No, digo, nunca vi a mi padre tan apesadumbrado que ese día, más fúnebre y mustio que cuando mataron a Carrero Blanco. No había cólera en él ese día. Fue el día que se murió Franco. Estábamos en la casa de mañana temprano sentados a la mesa. Yo daba cuenta de un tazón de café con leche con “rebanás”, lo mismo que mi padre. Mi madre ya había desayunado y encendido la estufa. Aunque la enfermedad del caudillo fue larga y su vida alargada espureamente como supimos después, mi padre creía que Franco era de una de esas naturalezas capaz de recobrar la salud sacudiéndose los tubos y las vías y los respiraderos de un golpe como hace un cautivo de fuerza sobrenatural con las cuerdas que lo atan. Pero no. Así que mi padre puso la radio con un acto de rutina y… Se quedó mudo, se sentó y se sostuvo la cabeza como si hubiera caído sobre él un pena insostenible. Mi madre se trenzó la manos e inició un rezo improvisado con el que trataba de aliviar un terror recóndito. Ay Bernabé, que va a ver guerra otra vez, Señor divino que no sea así, Virgencita del Amor Hermoso que no pase ná. Mi padre seguía con su reconcentrado silencio. No va a pasar na que Franco lo tiene to bien atao y si pasa cojo la escopeta y a defender la Patria. (He preferido transcribir sin alterar la jerga de un hombre como mi padre, poco letrado en le bien hablar).  En ese momento también él tembló en un sollozo de hombre cuando dijo…defender la Patria. Yo miraba a uno y a otro pero consideraba que la muerte es un hecho tan natural como otro cualquiera y francamente no era capaz de imaginar a un país de nuevo a hostias y tiros los unos contra los otros. Me voy a la fundición. No, no vayas, dijo mi madre. Que se vaya, que aquí no ha pasao na, me cagüen…

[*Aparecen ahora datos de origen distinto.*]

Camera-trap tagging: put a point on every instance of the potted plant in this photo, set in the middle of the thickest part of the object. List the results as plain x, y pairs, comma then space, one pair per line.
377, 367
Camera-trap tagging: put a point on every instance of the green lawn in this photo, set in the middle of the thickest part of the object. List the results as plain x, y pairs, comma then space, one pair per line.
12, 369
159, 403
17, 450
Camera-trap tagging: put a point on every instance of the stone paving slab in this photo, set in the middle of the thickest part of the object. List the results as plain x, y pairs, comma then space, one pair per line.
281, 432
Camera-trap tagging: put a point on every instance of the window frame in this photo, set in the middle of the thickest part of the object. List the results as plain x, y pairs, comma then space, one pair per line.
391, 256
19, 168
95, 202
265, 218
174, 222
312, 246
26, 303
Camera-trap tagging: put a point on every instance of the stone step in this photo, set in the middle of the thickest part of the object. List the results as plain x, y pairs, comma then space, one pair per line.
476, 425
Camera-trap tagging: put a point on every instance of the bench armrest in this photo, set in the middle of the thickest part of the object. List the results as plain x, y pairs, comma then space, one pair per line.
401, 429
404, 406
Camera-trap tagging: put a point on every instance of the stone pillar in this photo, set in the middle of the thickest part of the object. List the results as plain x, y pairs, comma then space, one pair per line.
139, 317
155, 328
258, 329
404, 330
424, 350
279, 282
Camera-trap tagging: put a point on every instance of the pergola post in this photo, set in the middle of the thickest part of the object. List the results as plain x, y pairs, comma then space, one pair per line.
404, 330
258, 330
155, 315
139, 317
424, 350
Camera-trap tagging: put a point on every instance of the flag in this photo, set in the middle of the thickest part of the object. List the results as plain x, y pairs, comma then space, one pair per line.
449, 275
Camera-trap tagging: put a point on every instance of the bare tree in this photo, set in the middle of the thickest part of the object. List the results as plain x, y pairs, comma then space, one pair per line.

Y me fui. Ese día apenas hicimos nada. Todo el mundo hablando de lo mismo y yo en mis distracciones adolescentes de amigos, chicas, bailes y esas cosas. Al llegar a casa oí una voz extraña, nítida, hueca, como si fuera real pero no natural. Era una televisión. Esa misma mañana la compró mi padre en la tienda de Lucilo, dio dos o tres mil pesetas de adelanto y lo demás en plazos de doscientas o trescientas pesetas, no recuerdo bien. Estuvimos viendo la historia de este país por la tele. La televisión ya era un elemento social en las casas pero en la mía entró el día que se murió Franco. Va a haber guerra. Que no, Adolfa. Me voy. ¿Dónde vas? A trabajar, ¿donde voy a ir? Pero esa tarde no abrieron la fundición y los bares también cerraron. Mi amigo y yo nos fuimos a un bar que se llamaba La Gruta que era frecuentado por jóvenes y había una máquina de discos. Pero nada. Cerrojazo. Nos despedimos mi amigo y yo. Las calles estaban vacías. Y mi madre seguía con lo suyo. Va a haber guerra, Bernabé. Que no, Alfonsa. Y si la hay que la haiga. Me acordé de mi tío Paulino. ¿Qué diría? La flauta ya no suena, pensé y sonreí pero me cuidé de que no me viera mi padre. Mi madre seguía con sus suspiros tan profundos que a cada toma de aire se le elevaban los senos hasta taparle la cara. Como saben no hubo guerra y lo que vino fue un tiempo nuevo.